Evans’ corporate office currently uses Comchek Mobile to transfer funds to a company-owned factoring firm located in Fargo, North Dakota. The factoring company receives the funds electronically from the corporate office and then pays carriers for their invoices.

Evans Delivery is in the process of building a new transportation management software system and plans to integrate the Comdata product into its payables process, she explains. Until then Schoenthaler says she will be using the Comdata portal to send funds.

Peer payments

Comchek Mobile is the first peer-to-peer payment platform in the trucking industry, says Terrence McCrossan, senior vice president for Comdata North American Trucking. The platform expands on the capabilities of the Comchek Express money transfer system from Comdata that has been in the trucking industry for 40 years.

Shippers, brokers and carriers use Comchek Express to send unique codes to drivers they can exchange for cash at locations in Comdata’s proprietary merchant network.

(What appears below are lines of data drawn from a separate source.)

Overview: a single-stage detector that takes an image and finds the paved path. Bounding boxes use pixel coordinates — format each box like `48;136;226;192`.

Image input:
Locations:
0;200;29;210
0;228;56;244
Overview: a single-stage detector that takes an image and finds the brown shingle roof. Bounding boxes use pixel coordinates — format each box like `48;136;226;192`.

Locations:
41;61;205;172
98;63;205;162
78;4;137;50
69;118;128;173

Comchek Mobile is an app that fleet managers, drivers, lumpers, merchants and other parties can download to their personal devices. Once drivers or other parties sign up and are registered to use the app they receive a unique Comchek Mobile ID number. They also get a Comdata debit card.

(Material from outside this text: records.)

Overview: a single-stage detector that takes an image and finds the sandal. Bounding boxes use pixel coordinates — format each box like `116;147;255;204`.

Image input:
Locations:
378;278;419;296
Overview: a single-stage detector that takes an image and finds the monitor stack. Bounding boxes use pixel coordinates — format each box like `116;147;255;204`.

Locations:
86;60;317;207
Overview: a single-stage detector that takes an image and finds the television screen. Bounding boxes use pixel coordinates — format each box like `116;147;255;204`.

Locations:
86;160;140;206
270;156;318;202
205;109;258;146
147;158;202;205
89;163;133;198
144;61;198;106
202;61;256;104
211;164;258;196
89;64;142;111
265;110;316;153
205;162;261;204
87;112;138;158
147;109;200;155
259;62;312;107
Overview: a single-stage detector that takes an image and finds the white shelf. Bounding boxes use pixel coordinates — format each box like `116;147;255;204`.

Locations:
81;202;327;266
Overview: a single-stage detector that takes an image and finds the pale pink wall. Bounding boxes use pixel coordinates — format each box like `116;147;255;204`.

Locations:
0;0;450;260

Fleets can transfer funds to drivers electronically using their ID numbers. They can use Comchek Mobile to transfer funds directly to other parties as well such as lumpers or merchants by using their IDs instead of having drivers pay with cash and turn in receipts.

Another option is to transfer funds to drivers and other Comdata Mobile users via Comchek Express; the recipients would simply enter the Comchek Express code into the mobile app to receive a funds transfer. Comdata says there is no fee to transfer funds between Comchek Mobile users with IDs.

“To pay funds directly is a very big win,” McCrossan says.

At any time, drivers can transfer funds from Comchek Mobile to their personal bank account or to their Comdata debit card to make purchases at fuel stations, hotels and other locations over the road.

Not only can carriers pay drivers using the system, but for brokers the new technology provides “a very quick ability to get carriers set up and establish a pay practice without collecting bank information and other details,” he says.

Small carriers and independent owner operators that use Comchek Mobile will be able to receive funds directly from their customers such as freight brokers, and transfer those funds to other Comdata Mobile users – like drivers in their fleet – who can then move funds to their Comdata debit card or to their bank accounts as needed, he explains.

Unlike the Comchek Express system, all of the transactions sent and received through the mobile app are digitally recorded. Users have access to their transaction history through the app and online portal to reconcile their personal and business expenses, he says.